今まででしたらこの辺りでブログを終えているところですが、今回のツーリングは初のロングツーリングということもあり、『節目を感じた』と①でも書きました。
まだ、少しだけ続きます。
ここで私は、二輪教習卒業検定の日の、教官の言葉を思い出したのです。
もはや教習時代からのブログを読んで下さっている方は少ないかもしれないので、リンクを貼ります。
『卒業検定〜舞台裏編』↓
https://qmomiji.hatenablog.com/entry/2019/11/11/221201
それは卒検を終えたばかりの私を含む教習生達が、公道に出ることが不安だと教官に訴えた時、『公道を走ることに慣れてきたなと感じた頃、今のその気持ちを思い出してみてください』との言葉でした。
私は、今がその時なんじゃないかと思ったのです。
正直、公道を走ることに『慣れて』きていました。決して舐めてかかっているわけではないのですが、確実に慣れてはきていたのです。
いい機会だと思い、あの時の教官の言葉に一体どんな意味があったのか、じっくり考えてみました。
二輪教習には路上講習はありません。
卒検に合格し、免許を取得して初めて公道に走り出ます。
そのため、不安と恐怖心とで公道に出ることが躊躇われる免許取得者も数多くいます。私もそのうちの一人でした。

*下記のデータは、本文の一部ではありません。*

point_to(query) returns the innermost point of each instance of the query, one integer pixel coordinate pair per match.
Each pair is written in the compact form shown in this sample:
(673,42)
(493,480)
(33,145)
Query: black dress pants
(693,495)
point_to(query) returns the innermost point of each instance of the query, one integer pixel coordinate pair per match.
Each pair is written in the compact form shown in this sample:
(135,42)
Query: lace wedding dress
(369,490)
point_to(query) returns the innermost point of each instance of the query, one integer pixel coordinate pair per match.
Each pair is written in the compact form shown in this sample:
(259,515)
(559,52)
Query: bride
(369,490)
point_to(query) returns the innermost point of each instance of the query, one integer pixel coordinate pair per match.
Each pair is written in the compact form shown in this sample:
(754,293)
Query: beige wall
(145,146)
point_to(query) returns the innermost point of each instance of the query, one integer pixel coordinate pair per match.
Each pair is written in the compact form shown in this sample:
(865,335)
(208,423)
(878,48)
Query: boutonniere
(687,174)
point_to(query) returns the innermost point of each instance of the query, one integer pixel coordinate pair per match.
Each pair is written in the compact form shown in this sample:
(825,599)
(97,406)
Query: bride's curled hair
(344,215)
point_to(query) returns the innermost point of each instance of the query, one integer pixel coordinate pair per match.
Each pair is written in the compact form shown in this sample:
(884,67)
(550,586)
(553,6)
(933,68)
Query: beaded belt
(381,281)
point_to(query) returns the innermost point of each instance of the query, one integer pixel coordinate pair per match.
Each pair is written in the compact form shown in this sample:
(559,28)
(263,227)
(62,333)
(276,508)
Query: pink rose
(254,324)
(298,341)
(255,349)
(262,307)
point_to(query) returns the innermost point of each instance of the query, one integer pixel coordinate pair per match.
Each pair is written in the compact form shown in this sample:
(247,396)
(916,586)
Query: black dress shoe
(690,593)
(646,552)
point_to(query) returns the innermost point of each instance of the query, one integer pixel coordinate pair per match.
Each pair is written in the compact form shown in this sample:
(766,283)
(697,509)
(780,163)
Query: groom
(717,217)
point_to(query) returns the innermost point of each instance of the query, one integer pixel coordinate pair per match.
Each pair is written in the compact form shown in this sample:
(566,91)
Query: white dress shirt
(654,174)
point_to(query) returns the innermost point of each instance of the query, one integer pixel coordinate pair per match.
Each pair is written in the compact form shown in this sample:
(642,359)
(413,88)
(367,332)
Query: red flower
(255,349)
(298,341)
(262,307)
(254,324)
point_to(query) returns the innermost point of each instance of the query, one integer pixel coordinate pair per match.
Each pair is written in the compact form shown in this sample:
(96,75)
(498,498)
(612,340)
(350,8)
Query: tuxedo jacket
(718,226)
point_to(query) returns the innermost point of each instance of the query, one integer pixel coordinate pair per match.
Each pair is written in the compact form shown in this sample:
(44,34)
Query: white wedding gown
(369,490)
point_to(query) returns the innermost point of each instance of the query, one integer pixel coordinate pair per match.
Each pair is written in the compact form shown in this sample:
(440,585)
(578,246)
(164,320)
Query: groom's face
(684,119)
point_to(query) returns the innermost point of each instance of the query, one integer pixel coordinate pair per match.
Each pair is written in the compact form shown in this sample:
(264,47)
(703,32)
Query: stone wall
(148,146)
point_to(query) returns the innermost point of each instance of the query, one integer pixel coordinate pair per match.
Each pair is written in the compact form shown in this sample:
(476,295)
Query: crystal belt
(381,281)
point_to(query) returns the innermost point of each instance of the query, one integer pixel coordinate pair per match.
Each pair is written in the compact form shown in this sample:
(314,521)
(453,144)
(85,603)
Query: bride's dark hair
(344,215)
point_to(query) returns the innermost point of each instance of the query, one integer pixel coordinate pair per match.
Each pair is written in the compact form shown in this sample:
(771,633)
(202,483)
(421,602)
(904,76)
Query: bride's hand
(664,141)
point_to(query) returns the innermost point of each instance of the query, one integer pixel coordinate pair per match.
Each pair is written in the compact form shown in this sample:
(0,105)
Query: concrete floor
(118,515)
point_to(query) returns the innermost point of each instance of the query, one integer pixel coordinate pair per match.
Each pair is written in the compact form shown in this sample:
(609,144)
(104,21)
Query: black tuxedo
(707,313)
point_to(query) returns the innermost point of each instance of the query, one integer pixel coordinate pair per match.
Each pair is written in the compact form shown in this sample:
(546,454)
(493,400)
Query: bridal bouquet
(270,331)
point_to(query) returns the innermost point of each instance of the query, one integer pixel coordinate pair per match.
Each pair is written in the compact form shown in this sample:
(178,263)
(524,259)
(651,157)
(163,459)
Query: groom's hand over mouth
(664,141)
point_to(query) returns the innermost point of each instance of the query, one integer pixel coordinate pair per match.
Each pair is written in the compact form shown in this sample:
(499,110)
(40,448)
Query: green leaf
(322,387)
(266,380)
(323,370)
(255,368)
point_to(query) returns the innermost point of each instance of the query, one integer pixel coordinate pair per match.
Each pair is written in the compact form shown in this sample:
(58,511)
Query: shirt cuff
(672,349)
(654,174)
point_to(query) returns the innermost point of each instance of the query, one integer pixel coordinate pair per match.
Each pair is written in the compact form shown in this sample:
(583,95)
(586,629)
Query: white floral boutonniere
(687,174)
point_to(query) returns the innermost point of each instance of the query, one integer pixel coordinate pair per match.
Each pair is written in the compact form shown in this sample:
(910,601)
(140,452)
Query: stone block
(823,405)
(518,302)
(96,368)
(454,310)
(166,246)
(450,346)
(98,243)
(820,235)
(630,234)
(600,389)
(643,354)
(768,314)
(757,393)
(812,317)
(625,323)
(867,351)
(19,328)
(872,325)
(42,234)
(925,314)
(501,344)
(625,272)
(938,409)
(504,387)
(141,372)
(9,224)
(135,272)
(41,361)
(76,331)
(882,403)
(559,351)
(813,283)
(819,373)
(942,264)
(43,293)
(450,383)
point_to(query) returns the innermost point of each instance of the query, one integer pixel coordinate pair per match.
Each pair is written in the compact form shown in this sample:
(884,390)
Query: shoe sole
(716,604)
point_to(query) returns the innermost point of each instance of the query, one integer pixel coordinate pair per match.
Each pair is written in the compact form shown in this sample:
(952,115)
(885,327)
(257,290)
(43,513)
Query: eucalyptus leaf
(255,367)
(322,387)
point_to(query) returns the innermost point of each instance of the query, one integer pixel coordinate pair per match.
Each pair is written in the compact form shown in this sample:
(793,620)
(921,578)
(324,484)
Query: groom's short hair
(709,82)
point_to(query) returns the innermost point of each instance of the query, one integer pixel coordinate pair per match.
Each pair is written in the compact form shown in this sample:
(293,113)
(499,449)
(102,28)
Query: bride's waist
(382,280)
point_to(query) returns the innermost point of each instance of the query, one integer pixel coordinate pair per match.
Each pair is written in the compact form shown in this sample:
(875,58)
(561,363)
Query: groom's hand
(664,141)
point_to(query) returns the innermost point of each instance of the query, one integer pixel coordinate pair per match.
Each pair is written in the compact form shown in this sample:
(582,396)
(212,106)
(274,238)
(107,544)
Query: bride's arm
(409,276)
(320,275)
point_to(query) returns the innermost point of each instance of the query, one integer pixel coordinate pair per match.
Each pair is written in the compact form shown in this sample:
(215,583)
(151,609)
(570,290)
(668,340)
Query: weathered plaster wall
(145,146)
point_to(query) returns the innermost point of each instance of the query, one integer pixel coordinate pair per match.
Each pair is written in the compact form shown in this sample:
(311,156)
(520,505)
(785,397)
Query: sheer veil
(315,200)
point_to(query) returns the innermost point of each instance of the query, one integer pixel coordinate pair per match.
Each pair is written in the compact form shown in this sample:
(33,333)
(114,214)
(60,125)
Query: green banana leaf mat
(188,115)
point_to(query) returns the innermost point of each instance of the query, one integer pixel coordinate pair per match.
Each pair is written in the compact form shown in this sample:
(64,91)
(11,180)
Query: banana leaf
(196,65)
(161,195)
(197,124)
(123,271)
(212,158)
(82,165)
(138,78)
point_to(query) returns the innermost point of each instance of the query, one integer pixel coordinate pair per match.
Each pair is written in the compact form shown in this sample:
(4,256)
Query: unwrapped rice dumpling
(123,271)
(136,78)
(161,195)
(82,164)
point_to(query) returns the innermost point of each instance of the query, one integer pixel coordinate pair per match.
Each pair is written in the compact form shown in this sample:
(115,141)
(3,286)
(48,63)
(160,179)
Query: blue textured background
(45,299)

今でこそソロでのロングツーリングを走れるようになった私ですが、初めての公道はSさんが付き添ってくれなければ1mも走れなかったかもしれません。
それ程に怖く、不安な事なのです。
私はその状態がベストだったとは思えません。
両肩に力を入れてハンドルを掴み、視野も狭くビクビクと走行していました。それでは、かえって危険です。
教官も、その状態を保てという意味で言ったのではなかったのだと思います。
走ることで感じたのは、公道には思いもよらない危険がたくさん潜んでいるのだということでした。
特にバイクは風の抵抗も受けやすく、路面状態や障害物の影響も、四輪車よりはるかに大きいのです。たった一度の転倒が大事故、ひいては命を危険に晒すことだってあります。
一瞬の油断が命取りになります。
おそらく、その緊張感を忘れずにいって欲しいと言いたかったのではないかと結論づけました。
バイクは怖い。
バイクは危険。
その事を忘れないようにしようと思いました。
公道は危険に満ち溢れていて、常に『死』と隣り合わせの状態なのだということも。
運転に慣れてくると、つい『楽しさ』にばかり目が行ってしまいがちです。
でも最初に感じていた怖さも不安感も、安全な走行を続けるためには不可欠なものなのだと思います。
そこを忘れずにいきたいと思ったのです。
そしてその上で、それでも私は走りたいと思うのです。
私の寿命が何歳までで、私の足腰があと何年しっかり動いてくれるのか、運転における適切な判断が出来る脳はあと何年持ってくれるのか、それは神のみぞ知ることです。
人よりバイクを始めたのが遅い分、無駄に出来る時間は一片もありません。
行きたい所は無限大、でも行ける時間は有限です。
怖い、不安だと部屋の中で縮こまり、『タイムオーバー』を迎えてしまうことの方が、私にはよほど恐ろしいことです。
思えば、バイクと出逢ってまだたったの半年なのです。
初めてバイクに乗せて貰った感動https://qmomiji.hatenablog.com/entry/2019/10/02/121854
初めて運転してみたバイクhttps://qmomiji.hatenablog.com/entry/2019/10/04/101428
そして長い教習生活を経ての卒業検定https://qmomiji.hatenablog.com/entry/2019/11/09/193650
セローを納車し、Sさんから付き添って貰ってのツーリングhttps://qmomiji.hatenablog.com/entry/2019/11/18/211815
そして自分の運転で見た景色に感動し、涙が止まらなくなりました。
https://qmomiji.hatenablog.com/entry/2019/11/20/194236
絶景に溜息をつき、
https://qmomiji.hatenablog.com/entry/2019/12/10/121525
恐怖心と不安感から、半泣きで運転して帰ったこともありました。
https://qmomiji.hatenablog.com/entry/2019/12/21/205510
バイクを知り、セローと出逢い共に走ったことで、今までの年月が嘘のようにたくさんの『人生初』が経験出来ました。
でも、セローと相棒になってまだ2ヶ月も経っていません。
今回自力でルートを決め、ロングツーリングを経験したことで、一つの区切りがついた気がします。
でもまだ始まったばかりなのです。
これは、まだまだ続く私のバイクライフの、序章の終わりに過ぎません。
この先に待ち受けているたくさんのルートが光り輝くものであるよう、セローと共に、楽しく軽快に走り抜けていけたらと切に願い、今回の下道千葉ロングツーリングを閉じることにします。